The ease with which gamers can now download games- through their smartphone, the Xbox Arcade or the Playstation Store has given indie developers an easy way to reach consumers. The last two years has seen an explosion in the amount and success of indie games in the market, and the success of the following games is testament to this.
A worldwide phenomenon, and the game which truly showed the potential of ‘casual gaming’. Rovio took a very rough concept drawing of an ‘angry bird’ and turned it into a game which has been downloaded over 500 million times and spawned its own franchise.
From a development perspective, it provides a valuable lesson in designing for your platform- it made the most of the iPhone’s touch screen and didn’t try to replicate traditional console controls. Since then it’s taken over numerous platforms, including Android, Windows Phone and even the web.
6 years in gestation, Limbo harks back to the classic 2d side-scrolling platform games of the 80s and 90s, but adds in a realistic physics system which developers back then could barely have dreamt of. The focus throughout development was on getting the mood right, with the minimalistic controls and setting both contributing to the feel that the player character really was stuck in a kind of Limbo.

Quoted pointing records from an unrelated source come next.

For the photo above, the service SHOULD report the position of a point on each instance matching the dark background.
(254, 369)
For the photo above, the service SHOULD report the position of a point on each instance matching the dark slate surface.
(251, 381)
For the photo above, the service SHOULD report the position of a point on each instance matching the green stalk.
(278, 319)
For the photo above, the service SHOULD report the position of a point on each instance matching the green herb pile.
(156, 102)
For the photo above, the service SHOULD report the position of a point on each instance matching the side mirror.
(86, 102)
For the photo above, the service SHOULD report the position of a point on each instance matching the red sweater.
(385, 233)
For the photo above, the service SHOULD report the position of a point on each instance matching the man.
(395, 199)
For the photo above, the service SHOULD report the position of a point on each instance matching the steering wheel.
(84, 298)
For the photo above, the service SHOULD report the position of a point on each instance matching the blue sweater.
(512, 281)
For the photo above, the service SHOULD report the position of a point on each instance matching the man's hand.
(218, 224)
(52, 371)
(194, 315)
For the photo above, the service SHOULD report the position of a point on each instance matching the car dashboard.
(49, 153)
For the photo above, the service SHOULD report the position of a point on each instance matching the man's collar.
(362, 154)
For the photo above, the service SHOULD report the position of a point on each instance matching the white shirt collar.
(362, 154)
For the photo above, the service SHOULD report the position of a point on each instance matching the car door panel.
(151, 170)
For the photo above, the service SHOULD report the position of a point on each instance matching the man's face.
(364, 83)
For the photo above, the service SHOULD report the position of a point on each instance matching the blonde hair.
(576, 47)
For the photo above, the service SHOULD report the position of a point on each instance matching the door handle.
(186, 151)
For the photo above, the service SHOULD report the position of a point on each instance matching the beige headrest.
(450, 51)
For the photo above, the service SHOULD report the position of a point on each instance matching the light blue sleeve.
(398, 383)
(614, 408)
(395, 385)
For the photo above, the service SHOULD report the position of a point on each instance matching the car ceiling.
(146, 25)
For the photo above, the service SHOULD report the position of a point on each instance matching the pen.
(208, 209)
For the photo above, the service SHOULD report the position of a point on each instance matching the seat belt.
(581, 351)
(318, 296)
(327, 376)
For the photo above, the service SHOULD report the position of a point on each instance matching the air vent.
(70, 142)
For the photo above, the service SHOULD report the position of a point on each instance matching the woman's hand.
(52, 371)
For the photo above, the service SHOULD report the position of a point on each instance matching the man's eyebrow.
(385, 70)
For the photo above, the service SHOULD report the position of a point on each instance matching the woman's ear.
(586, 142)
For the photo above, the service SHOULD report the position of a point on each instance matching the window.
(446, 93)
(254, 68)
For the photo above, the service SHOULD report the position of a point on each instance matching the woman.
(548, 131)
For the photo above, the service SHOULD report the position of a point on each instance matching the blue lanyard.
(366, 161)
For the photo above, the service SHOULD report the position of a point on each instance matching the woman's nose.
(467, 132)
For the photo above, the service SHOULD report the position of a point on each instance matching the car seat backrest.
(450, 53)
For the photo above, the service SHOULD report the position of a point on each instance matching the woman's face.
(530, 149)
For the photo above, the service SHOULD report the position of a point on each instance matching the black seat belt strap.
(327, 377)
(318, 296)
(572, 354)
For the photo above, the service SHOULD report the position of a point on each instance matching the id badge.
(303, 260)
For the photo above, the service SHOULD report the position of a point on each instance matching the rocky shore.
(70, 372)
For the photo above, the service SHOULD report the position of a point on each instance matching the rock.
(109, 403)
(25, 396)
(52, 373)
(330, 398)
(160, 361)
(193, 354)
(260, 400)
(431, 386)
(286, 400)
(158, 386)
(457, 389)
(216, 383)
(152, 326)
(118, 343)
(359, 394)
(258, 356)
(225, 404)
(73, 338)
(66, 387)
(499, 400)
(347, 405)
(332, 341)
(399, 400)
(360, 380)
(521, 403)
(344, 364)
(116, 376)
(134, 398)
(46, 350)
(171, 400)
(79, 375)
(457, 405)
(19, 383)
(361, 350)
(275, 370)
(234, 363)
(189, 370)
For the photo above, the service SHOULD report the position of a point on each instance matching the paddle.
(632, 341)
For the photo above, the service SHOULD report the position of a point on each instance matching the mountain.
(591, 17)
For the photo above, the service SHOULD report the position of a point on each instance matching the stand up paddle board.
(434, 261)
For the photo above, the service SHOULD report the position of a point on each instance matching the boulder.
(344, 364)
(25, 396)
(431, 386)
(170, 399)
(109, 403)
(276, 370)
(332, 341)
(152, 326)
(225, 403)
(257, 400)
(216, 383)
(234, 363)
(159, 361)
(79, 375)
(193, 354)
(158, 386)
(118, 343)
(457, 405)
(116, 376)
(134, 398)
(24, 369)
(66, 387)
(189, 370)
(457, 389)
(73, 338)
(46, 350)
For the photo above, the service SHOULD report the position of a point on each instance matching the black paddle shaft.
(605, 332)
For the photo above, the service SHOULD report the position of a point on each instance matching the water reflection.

Initially funded by its Danish creators and grants from their government, Limbo’s release on the Xbox Live Arcade in 2010 was heavily marketed as part of Microsoft’s ‘Summer of Arcade’ campaign and its success shows the potential such platforms offer to smaller developers.
The most mysterious game on this list, Journey lures gamers in, not with a deluge of information, but a drought. With no words- either written or spoken present in the game, gamers are occasionally drip fed information through cut scenes, but more often than not are left to figure out the game’s delights alone.
What could have been seen as a gimmick to keep costs down, instead becomes the central draw of Journey. Reviewers praised the emotional pull of the tale and compared it- both in feel and length to a artistic film.
World Of Goo
Despite being the oldest game on this list, clocking in at an ancient (in gaming terms) 4 years old, the merest mention of World of Goo has the ability to rouse even the most jaded of gamers. Developed on a shoestring budget raised from the developers’ savings , World of Goo blends a physics based puzzler with a charmingly off-beat plot, told through cut-scenes and ‘painted’ signs.
When talking about indie games, there is one that is impossible to leave out. Minecraft and its protracted development/testing phase, showed a different way of releasing games and that deep-down gamers still craved depth and the ability to build things.
Although not the most visually attractive of games- it was the sheer scale that made Minecraft addictive. No one cared that the game was blocky and jagged- we were all too busy trying to recreate the Death Star/the Pyramids/ Medieval Castles.
Where’s next for indie developers? Journey and Limbo have shown us what is possible when under the radar games receive some hype, but how else can new games market themselves? What have you been building?